1775 - Boston Fortifications (3) |
When first looking at a map of Boston from colonial times, someone
not familiar with the city’s growth would be quite confused. Looking
for the Back Bay area, one would find, oddly enough, a bay. A real bay
filled with water, not land. Boston, as it was in George Washington’s
times, looked nothing like it does today. The city was built on the Shawmut
Peninsula; an outcropping of land that, on old maps, looked almost as
if a shifting of the tides or a large storm might just pinch it off from
the rest of the mainland. In fact, it is said that in cases of abnormally
high tides, Boston actually was cut off from the rest of the land. As
the town grew after the Revolutionary War, it became clear that the Shawmut
Peninsula by itself was not sufficient to hold the burgeoning city. Soon,
city planners thought up ideas to fill in parts of the bay to produce
new land; an idea which was fairly revolutionary in and of itself. Thus
began the birth of the Back Bay and the Fens.
Looking at the Back Bay Fens as it is today, and then looking back at
historical maps, it is hard to conceive of how it was formed. If one is
only looking at the immediate present and the far past, its history will
never be understood. The Back Bay was an amazing project that sprang up
over the course of 40 years and managed to become almost indistinguishable
from the rest of Boston. The area shows an amazing case of urban planning
and tells many incredible stories. The entire story of these few blocks
could (and have) filled volumes.
The story of the Back Bay begins with Boston in the early 1800’s.
Around the turn of the century, people began considering the idea of using
tidal power from the bay to power mills. These mills would grind corn
or other grain by using the power of water that was captured behind dams
during high tide. Before long, a few entrepreneurs began building dams
in the area, planning to make money off of the industries that would spring
up and use them. The Boston and Roxbury Dam, completed in 1821, was the
largest of these. It covered a large portion of what is now the Back Bay.

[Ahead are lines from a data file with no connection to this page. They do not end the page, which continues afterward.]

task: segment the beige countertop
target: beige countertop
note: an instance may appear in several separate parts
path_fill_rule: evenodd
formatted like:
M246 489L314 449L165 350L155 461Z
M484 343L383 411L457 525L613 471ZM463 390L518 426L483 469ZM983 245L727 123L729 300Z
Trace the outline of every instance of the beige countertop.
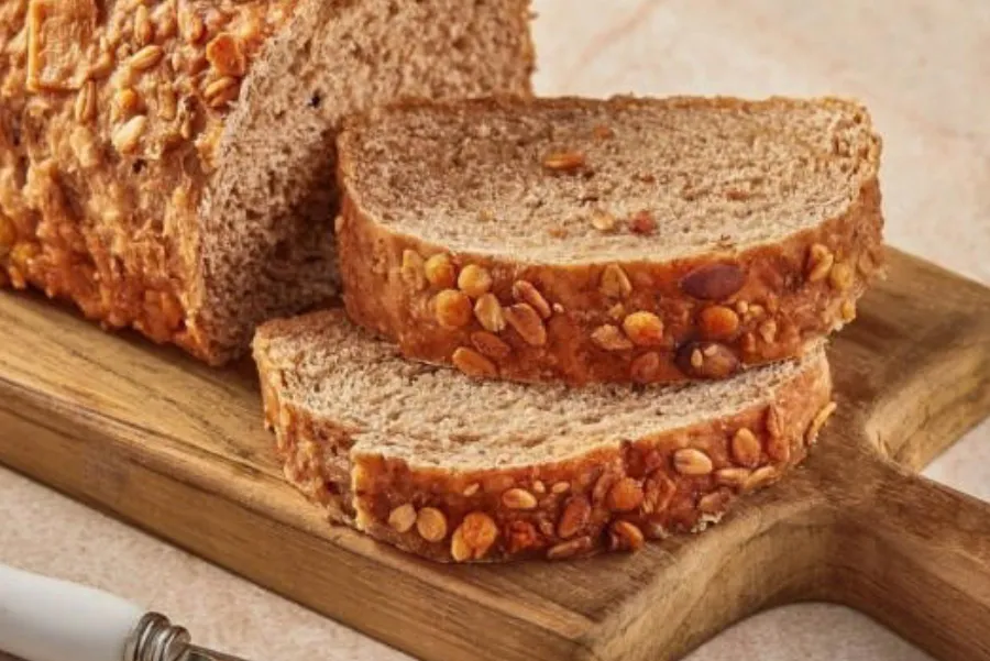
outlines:
M884 136L890 242L990 285L990 2L535 0L535 9L541 93L862 98ZM990 500L990 423L926 474ZM204 645L258 661L406 658L2 469L0 520L0 562L168 613ZM762 614L691 656L740 658L928 659L824 605Z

The designer of the dam, Uriah Cotting, thought a large profit would be
made from it. But there was a problem. It seems that all of the dams that
sprang up in the Back Bay area worked quite well; too well. The dams did
more than capture the tides, they effectively stopped the tides. After
a few years, the tides had been tamed so dramatically that they could
not be used for industry.
One of the contributors to the problem was the railroad. The dams for
industry were not the only things blocking the tides; new railroad trestles
were crisscrossing the area. With each new trestle built, more of the
water was filled in, and more of the tide was diminished. (4) A lesson
learned from all of this was the increasing need for more concentrated
planning. The railroad planned things, industrial entrepreneurs planned
things, and developers planned even more different things, but none of
them coordinated. So the water level that each planner counted on and
planned to change by a certain amount, was unaccounted for by each other
planner.
Soon, the Back Bay began to stagnate. Before the dams, water was able
to flow freely to the Charles and out, keeping the area fairly fresh and
clean. The people that lived in the area had grown accustomed to dumping
trash into the Back Bay and the sewage from the area also flowed into
it. With the natural flow stopped up, the area began to fester. As Charles
J. Swift, a current superintendent, wrote, “By the 1840s, most people
agreed a mistake had been made, especially during the summer, when the
Back Bay became fragrant to the dismay of Beacon Hill residents,”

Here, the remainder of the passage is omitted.